The BerkeleyGW package is a set of computer codes that calculates the quasiparticle properties and the optical responses of a large variety of materials from bulk periodic crystals to nanostructures such as slabs, wires and molecules.
The package takes as input the mean-field results from various electronic structure codes such as the Kohn-Sham DFT eigenvalues and eigenvectors computed with PARATEC, Quantum ESPRESSO, SIESTA, PARSEC, Abinit, Octopus, or TBPW (aka EPM). The package consists of the three main component codes:
- Epsilon computes the irreducible polarizability in the Random Phase Approximation and uses it to generate the dielectric matrix and its inverse.

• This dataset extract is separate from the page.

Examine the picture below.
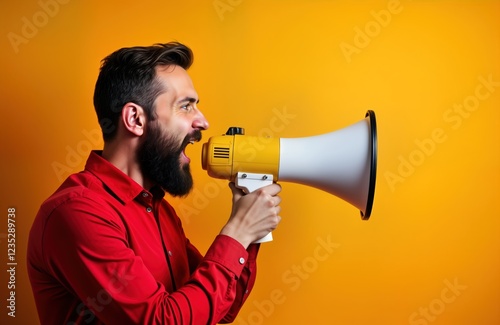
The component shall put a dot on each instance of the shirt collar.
(122, 186)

- Sigma computes the self-energy corrections to the DFT eigenenergies using the GW approximation of Hedin and Lundqvist, applying the first-principles methodology of Hybertsen and Louie within the generalized plasmon-pole model for the frequency-dependent dielectric matrix.
- BSE solves the Bethe-Salpeter equation for correlated electron-hole excitations.

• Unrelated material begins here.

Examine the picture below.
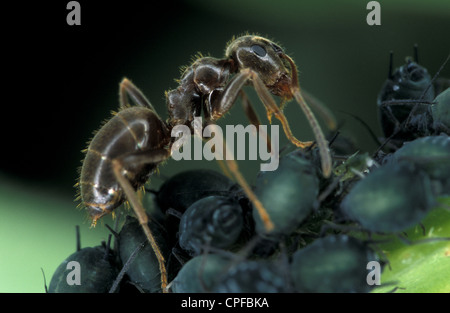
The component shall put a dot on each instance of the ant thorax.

When using BerkeleyGW, you are expected to cite the following papers and acknowledge the use of the BerkeleyGW package in your publications.
- Mark S. Hybertsen and Steven G. Louie, “Electron correlation in semiconductors and insulators: Band gaps and quasiparticle energies,” Phys. Rev. B 34, 5390 (1986)
- Michael Rohlfing and Steven G. Louie, “Electron-hole excitations and optical spectra from first principles,” Phys. Rev. B 62, 4927 (2000)
- Jack Deslippe, Georgy Samsonidze, David A. Strubbe, Manish Jain, Marvin L. Cohen, and Steven G. Louie, “BerkeleyGW: A Massively Parallel Computer Package for the Calculation of the Quasiparticle and Optical Properties of Materials and Nanostructures,” Comput. Phys. Commun. 183, 1269 (2012)(http://arxiv.org/abs/1111.4429)
Papers #1 and #3 should be cited when discussing quasiparticle properties, and papers #2 and #3 should be cited when discussing optical properties.